Our website uses TLS-encrypted HTTPS, ensuring that all personal data are protected in electronic transmission.
10. Profiling
Sotka Legal does not carry out any profiling related to customer data.
11. Right of the data subject to object to processing and direct marketing
The data subject has the right, on grounds relating to their particular situation, to object to processing activities that Sotka Legal carries out on their personal data where the basis for processing is the customer relationship between Sotka Legal and the data subject. A request to object to processing may be submitted in accordance with Section 13 of this Privacy Notice. The request must specify the particular situation on which the objection is based.
Sotka Legal may refuse to act on an objection on statutory grounds.

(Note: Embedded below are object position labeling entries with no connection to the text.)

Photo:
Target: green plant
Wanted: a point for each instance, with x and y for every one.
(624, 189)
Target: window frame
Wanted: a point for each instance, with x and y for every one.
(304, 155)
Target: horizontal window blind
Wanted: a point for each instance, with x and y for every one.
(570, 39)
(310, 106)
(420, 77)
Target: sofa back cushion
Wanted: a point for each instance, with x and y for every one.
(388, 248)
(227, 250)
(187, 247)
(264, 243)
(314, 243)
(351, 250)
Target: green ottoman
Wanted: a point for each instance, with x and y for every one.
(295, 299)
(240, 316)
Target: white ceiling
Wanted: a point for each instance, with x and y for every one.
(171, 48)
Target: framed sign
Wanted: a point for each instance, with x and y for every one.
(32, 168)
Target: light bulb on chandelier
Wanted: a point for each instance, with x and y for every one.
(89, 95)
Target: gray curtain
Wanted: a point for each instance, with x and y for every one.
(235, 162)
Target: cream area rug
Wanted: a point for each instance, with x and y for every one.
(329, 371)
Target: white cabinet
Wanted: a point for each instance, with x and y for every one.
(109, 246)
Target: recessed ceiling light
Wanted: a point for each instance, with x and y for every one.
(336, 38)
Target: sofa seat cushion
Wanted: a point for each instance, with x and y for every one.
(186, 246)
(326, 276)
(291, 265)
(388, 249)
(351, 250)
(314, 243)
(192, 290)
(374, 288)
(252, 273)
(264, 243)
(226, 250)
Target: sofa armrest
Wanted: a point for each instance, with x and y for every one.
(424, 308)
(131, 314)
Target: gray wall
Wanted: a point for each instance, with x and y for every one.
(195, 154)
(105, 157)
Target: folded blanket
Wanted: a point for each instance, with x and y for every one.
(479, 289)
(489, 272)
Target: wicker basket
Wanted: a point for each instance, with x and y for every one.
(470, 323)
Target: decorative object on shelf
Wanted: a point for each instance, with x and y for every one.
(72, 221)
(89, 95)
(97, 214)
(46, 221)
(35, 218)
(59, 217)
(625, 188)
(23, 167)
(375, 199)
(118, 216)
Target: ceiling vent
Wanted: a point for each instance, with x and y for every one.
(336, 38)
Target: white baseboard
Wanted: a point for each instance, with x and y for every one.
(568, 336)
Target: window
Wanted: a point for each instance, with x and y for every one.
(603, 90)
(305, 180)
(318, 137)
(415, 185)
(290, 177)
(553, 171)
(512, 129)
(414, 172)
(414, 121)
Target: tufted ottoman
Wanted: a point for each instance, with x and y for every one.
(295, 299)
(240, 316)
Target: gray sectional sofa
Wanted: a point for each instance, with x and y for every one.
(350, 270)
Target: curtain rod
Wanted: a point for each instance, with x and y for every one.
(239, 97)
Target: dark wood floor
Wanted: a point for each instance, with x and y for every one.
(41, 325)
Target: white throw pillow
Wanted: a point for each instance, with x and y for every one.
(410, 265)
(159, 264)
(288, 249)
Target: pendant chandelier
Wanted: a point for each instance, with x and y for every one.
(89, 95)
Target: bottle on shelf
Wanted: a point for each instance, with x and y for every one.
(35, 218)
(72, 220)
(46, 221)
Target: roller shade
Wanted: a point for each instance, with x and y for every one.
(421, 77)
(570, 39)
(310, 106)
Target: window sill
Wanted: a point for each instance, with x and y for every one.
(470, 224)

12. Other rights of the data subject in relation to personal data processing
12.1 Right of access
The data subject has the right to know what information about them is stored in Sotka Legal’s customer register. A request for access must be made as set out in Section 13. The right of access may be refused on statutory grounds. Exercising the right of access is, as a rule, free of charge.
12.2 Right to rectification, erasure or restriction
The data subject may request the rectification, erasure or restriction of processing of data that are incorrect, unnecessary, incomplete or outdated. A request for rectification must be made as set out in Section 13.
The data subject also has the right to request that the controller restrict the processing of their personal data, for example while Sotka Legal is verifying or responding to a request for rectification or erasure.
12.3 Right to lodge a complaint with a supervisory authority
The data subject has the right to lodge a complaint with the competent supervisory authority if the controller has not complied with applicable data protection legislation in its operations.
12.4 Other rights
Where personal data are processed on the basis of the data subject’s consent, the data subject has the right to withdraw consent by notifying Sotka Legal as set out in Section 13.
13. Contact
For all questions related to the processing of personal data and the exercise of your rights, please contact Sotka Legal.
By e-mail
toimisto@sotkalegal.fi
By mail:
Sotka Legal
C/o Boffice
Erottajankatu 15-17 A
00130 Helsinki, Finland
Sotka Legal may, where necessary, ask the data subject to clarify their request in writing, and the data subject’s identity may be verified before taking further action.
14. Cookies We Use
Cookies are small text files that are automatically stored on a computer or device when visiting websites. We use cookies to provide our services in the most user-friendly way possible. If you do not want the online service to collect information via cookies, please accept only the strictly necessary cookies.
Our online service uses cookies to improve usability and quality and to target our marketing. The cookies we use relate, among other things, to our marketing automation system (ActiveCampaign), Google Analytics, and our social media channels — LinkedIn, YouTube, X (Twitter) and services of the Meta group.
These tools store information such as which pages you visit, how long you stay on the site, how you arrived there and which links you click. We may also use cookies to develop our services and website, analyse site usage, and for the targeting and optimisation of marketing. By monitoring website traffic, we develop our site to make it better and to provide users with an improved visit experience.
Strictly necessary cookies help make the website usable by enabling basic functions such as page navigation and access to secure areas of the site. The website cannot function properly without these cookies.